Die Politik gerät durch die Proteste und die zunehmende Presseresonanz zwar unter Druck, hält aber unbeirrt an ihrem Kurs der menschenunwürdigen Unterbringung fest. Die Ankündigung der Verwaltung, ihre Flüchtlingsunterkünfte zukünftig nicht mehr selbst betreiben zu wollen, wirkt wie der Versuch, die Verantwortung auf andere abzuwälzen. Es ist sogar zu befürchten, dass die jetzigen Standards dadurch noch weiter abgesenkt werden. Das geht so nicht. Hier wird seitens der SPD und der Grünen auf Zeit gespielt. Die Geflüchteten geben aber nicht auf, sie haben sich untereinander und mit lokalen Initiativen vernetzt. Auch die Bochumer Linkspartei unterstützt sie nach Kräften. Ich rechne mit weiteren Protestaktionen.

Die Mehrheit der bundesdeutschen Kommunen betont, alles in ihrer Macht Stehende zu tun, um die Flüchtlinge besser unterzubringen. Scheitern die Kommunen nicht tatsächlich an mangelnder Unterstützung seitens der Bundes- und Landespolitik?

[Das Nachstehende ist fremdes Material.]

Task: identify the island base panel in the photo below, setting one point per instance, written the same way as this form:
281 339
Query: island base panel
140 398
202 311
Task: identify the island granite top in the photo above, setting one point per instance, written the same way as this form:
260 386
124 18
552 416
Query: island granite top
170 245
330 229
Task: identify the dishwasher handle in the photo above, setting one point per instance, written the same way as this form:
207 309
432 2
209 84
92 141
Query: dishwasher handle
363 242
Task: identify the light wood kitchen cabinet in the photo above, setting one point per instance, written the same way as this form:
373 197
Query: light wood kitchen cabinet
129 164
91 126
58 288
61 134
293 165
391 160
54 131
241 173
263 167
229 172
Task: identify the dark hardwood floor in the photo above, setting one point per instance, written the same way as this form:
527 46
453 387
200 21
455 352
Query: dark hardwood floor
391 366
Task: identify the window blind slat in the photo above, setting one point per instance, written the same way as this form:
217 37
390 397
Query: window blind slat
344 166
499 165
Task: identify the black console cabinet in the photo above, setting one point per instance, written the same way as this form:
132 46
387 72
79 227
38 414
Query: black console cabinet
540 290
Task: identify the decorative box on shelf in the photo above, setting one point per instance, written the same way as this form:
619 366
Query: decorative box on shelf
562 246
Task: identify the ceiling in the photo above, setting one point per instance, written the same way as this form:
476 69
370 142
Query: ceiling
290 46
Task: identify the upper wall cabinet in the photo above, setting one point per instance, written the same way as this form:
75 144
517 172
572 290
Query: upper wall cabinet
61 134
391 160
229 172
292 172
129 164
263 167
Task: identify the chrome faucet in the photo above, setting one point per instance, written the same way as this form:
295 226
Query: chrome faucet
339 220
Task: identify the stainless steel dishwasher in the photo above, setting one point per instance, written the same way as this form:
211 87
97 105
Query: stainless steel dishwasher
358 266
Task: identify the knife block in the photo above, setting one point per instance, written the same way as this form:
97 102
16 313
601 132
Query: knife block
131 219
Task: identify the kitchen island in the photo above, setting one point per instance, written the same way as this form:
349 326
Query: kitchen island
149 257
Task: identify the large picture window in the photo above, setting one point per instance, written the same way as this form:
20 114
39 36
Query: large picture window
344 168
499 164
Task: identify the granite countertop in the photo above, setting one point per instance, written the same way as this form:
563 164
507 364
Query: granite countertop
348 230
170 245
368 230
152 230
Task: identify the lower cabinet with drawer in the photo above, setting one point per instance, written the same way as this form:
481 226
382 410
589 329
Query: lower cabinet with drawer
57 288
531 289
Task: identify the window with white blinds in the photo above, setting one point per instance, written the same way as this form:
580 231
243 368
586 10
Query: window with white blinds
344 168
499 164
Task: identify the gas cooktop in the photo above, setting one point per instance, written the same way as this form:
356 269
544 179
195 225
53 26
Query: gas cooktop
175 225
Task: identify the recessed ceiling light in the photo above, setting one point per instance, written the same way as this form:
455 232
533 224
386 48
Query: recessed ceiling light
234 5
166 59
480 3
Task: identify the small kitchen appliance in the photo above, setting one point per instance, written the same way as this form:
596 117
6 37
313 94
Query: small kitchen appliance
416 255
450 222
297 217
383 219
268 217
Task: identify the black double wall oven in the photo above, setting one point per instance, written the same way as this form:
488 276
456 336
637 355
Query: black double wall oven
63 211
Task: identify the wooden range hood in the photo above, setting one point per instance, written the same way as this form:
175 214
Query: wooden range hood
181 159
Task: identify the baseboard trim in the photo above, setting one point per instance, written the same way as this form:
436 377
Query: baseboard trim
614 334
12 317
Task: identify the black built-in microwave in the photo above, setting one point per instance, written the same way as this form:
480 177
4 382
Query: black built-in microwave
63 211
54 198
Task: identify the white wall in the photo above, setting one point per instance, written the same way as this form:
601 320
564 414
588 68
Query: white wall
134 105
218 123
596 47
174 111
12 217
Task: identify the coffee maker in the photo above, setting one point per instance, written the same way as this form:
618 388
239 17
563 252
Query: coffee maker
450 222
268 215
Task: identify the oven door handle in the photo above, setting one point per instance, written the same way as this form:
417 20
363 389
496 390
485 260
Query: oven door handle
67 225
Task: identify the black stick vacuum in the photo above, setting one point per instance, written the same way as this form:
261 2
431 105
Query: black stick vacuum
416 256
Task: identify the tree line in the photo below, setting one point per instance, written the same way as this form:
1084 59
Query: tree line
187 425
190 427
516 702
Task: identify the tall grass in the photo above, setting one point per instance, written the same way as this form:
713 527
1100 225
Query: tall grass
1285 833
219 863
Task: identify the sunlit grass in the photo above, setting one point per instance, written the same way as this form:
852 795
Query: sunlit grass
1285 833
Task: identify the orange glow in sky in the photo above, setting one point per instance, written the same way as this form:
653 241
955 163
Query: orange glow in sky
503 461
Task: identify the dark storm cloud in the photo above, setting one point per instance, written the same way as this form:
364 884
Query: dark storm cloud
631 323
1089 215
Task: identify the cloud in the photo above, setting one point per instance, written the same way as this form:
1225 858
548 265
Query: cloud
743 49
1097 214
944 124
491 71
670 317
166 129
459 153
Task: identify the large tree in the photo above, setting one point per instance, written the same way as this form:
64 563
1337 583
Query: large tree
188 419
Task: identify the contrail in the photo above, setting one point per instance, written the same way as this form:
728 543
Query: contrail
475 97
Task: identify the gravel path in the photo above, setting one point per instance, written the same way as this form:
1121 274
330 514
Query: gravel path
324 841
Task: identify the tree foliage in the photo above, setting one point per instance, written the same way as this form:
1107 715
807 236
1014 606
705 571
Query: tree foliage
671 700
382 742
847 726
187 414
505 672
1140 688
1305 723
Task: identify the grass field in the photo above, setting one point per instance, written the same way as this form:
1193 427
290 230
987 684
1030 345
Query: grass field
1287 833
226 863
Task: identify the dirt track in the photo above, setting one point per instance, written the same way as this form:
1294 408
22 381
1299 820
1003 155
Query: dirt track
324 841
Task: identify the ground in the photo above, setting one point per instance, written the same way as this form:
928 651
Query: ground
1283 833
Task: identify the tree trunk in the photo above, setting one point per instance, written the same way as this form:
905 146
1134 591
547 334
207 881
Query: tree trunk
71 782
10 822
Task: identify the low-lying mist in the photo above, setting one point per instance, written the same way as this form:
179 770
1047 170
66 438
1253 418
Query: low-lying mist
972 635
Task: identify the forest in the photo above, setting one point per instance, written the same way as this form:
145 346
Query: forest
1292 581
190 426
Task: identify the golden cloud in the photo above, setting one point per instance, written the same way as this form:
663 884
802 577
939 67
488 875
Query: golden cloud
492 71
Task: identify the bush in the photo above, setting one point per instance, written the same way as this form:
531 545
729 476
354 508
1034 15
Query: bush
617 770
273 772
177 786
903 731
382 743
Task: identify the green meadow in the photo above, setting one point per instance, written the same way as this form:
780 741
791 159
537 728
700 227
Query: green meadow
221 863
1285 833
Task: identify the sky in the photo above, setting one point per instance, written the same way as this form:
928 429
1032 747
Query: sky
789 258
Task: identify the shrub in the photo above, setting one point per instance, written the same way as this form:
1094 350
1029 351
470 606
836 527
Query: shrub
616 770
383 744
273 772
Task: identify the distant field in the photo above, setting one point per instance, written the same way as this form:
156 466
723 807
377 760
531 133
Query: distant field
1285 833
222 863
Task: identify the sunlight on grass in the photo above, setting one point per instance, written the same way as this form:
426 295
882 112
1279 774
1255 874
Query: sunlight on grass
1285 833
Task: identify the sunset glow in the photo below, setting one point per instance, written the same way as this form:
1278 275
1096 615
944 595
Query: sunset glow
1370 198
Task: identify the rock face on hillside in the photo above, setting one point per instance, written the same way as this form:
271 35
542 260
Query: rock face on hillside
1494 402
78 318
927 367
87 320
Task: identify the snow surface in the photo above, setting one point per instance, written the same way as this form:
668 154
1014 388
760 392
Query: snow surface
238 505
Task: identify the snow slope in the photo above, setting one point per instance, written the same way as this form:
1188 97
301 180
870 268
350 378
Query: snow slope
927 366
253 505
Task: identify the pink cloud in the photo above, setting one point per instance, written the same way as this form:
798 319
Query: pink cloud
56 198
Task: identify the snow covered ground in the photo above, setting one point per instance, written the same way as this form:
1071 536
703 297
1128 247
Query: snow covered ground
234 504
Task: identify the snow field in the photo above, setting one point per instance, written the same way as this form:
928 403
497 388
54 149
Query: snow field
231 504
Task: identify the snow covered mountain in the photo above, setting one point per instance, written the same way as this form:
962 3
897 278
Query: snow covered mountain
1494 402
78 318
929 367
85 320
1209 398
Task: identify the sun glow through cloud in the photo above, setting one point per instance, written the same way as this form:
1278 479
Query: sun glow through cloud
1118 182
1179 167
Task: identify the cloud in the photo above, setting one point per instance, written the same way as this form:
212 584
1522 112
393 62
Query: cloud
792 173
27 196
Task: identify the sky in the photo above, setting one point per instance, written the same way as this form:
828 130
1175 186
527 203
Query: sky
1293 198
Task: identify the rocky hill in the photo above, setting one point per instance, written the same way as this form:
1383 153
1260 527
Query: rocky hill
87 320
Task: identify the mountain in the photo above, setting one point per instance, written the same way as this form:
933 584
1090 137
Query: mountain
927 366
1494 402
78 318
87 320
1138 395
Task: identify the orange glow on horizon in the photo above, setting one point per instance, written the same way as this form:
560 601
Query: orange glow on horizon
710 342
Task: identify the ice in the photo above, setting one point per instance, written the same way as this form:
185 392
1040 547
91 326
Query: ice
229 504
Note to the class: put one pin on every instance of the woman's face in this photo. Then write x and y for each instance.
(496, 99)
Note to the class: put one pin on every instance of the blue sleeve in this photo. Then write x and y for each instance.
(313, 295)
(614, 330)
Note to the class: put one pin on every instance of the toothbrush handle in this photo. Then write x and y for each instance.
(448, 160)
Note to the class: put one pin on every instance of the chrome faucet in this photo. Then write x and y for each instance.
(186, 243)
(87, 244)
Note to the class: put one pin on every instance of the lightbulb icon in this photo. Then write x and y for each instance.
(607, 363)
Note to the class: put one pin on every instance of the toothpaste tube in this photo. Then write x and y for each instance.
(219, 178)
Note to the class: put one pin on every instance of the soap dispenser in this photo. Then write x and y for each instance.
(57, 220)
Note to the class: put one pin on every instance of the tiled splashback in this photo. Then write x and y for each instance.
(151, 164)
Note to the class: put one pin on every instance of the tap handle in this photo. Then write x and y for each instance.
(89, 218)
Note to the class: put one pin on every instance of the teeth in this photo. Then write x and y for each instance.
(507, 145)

Natürlich spiegelt sich in der Flüchtlingspolitik auch immer die Frage der Verteilungsgerechtigkeit wider. Und hier sind die kommunalen Haushalte besonders stark betroffen. Es sind aber gerade die Vertreterinnen und Vertreter von SPD, CDU und Bündnis 90/Die Grünen, die auf Landes- und Bundesebene die Plünderung kommunaler Kassen durchsetzen – und auf kommunaler Ebene wiederum leere Kassen beklagen. Das ist heuchlerisch.

Eine adäquate Unterbringung wäre außerdem sogar preisgünstiger. Wir haben das für Bochum kalkuliert. Auf den Quadratmeter gerechnet, kommt man mit der Unterbringung in Containern auf Kosten von 24 Euro pro Monat, bei der Anmietung von Zelthallen sogar auf ca. 60 Euro. Verglichen mit dem derzeitigen Bochumer Mietspiegel von fünf bis sechs Euro sind das absurd hohe Kosten. Außerdem weigern sich weiterhin viele Kommunen, ihren Leerstand zu aktivieren, beispielsweise mit einer Zweckentfremdungssatzung, wonach frei finanzierter Wohnraum nicht ohne Genehmigung länger als drei Monate leerstehen darf. Da ist es nachvollziehbar, dass Geflüchtete im Gespräch mit uns immer wieder sagen: Sie haben das Gefühl, dass in Deutschland auf Abschreckung gesetzt wird.

Auch in Bochum kam es bereits zu öffentlichen Bürgerversammlungen, bei denen rechte Positionen dominierten. Wäre es nicht an der Zeit, dass die politische Linke an derlei Veranstaltungen teilnimmt und rassistischen Positionen etwas entgegensetzt?

Auf jeden Fall. Es wäre ein Fehler, der AfD und anderen Hetzern das Feld zu überlassen. Viele Menschen haben aufgrund der bisherigen unsozialen Politik Angst, dass sie zu kurz kommen. Hier ist es unsere Aufgabe, den Forderungen nach Ausgrenzung solidarische Politikentwürfe entgegenzusetzen. Hier muss eine Linke meiner Ansicht nach stärker intervenieren. Das geht nur, wenn man sich in die Diskussionen vor Ort einmischt und die wahren Konfliktlinien in unserer Gesellschaft aufzeigt. Die Thematisierung der sozialen Frage und eine konsequente Friedenspolitik sind entscheidend.